It wasn't that long ago the prevailing wisdom was that Alberta's Progressive Conservatives were done. Having begun to lose their way as a government years ago, the rocky premiership of Alison Redford all but assured that the party's historic reign would end. Or so it was thought.
Even former federal cabinet minister Jim Prentice, who arrived as leader in September to rescue an iconic political institution that had been battered by scandal, had to admit that the party that has ruled Alberta for 43 years was in search of its self.
"Emerson had a saying: No one sets out in life to lose their way, but people do," Mr. Prentice told me in Calgary a few weeks ago. "I guess this applies to political institutions as well. It's been a lack of leadership that has caused this problem, not longevity."
Mr. Prentice quickly set about distancing the party from several of the more divisive and damaging aspects of Ms. Redford's tenure. He sold off the government air fleet she had abused. He reversed a petty-minded decision to get rid of the province's popular licence plates because they had the words "Wild Rose" on them. He said the province was under new management and urged the public to give him time to prove it.
It appears Albertans are amenable to the idea.
This week, the Tories won four by-elections, including one that gave Mr. Prentice a seat in the legislature. At least two of the four were seen as near certainties for the PCs. But the Official Opposition Wildrose Party believed it had a real shot at the other two. It got close in one but finished a distant third in the other. Now it's the leadership of Danielle Smith under scrutiny.
The poor Wildrose showing must be particularly gutting for supporters. Given what the PCs had put the province through recently, there wasn't a better time for the public to send a message of discontent, or for Wildrose to capitalize. If not now, when?
Ms. Smith must be asking herself that question today. Even though her party's constitution doesn't require it, she announced after the result that she's prepared to put her leadership to the test. And she was bold enough to proclaim that a vote of 77 per cent in favour of her staying on the job – the same number Ms. Redford got when her leadership was under siege – would not be good enough. She'd need something more convincing.
It's hard to imagine Ms. Smith not getting the backing she needs. The party doesn't have an obvious successor. Airdrie MLA Rob Anderson likely imagines himself leadership material but he isn't ready yet and doesn't have nearly the charisma of Ms. Smith. The Wildrose leader is, in many respects, an ideal spokesperson – she's smart, telegenic and articulate. A born politician.
Yet, she has not been able to persuade the public that Wildrose is ready to govern, even after softening the party's policy platform to make it more palatable (less right-wing) to a greater number of people.
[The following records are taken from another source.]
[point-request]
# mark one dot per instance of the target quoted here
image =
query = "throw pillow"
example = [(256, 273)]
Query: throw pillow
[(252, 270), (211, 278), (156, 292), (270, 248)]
Support for Wildrose remains centred mostly in rural areas, while the population continues to build around the two main metropolitan centres of Edmonton and Calgary, both run by progressive-minded mayors. This is a problem.
The PCs talk the fiscal conservative game (although there is lots of evidence to the contrary) but also spend loads of money on education and health care. This has helped make the party popular with Albertans who would otherwise be uncomfortable with the kind of small-c conservative manifesto Wildrose fronts.
Wildrose's best shot at winning power was in the 2012 election, when the public seemed completely fed up with the Conservatives under Ms. Redford. But that hope evaporated in the waning days of the campaign. Now, the PCs are being led by someone who appears to have leadership skills his predecessor could only dream of.
The new Premier has also surrounded himself with the kind of smart, savvy people Ms. Redford never had advising her. It's doubtful Mr. Prentice will make the same kind of bone-headed, politically tone-deaf mistakes Ms. Redford did. So far, he has demonstrated a fairly steady hand at the tiller.
This is a huge issue for Ms. Smith. Her party's constant attacks on the Conservatives haven't worked. Now, it would seem, she is going to have to convincingly lay out the case for why Wildrose is a better alternative to govern the province. That is, if she remains leader.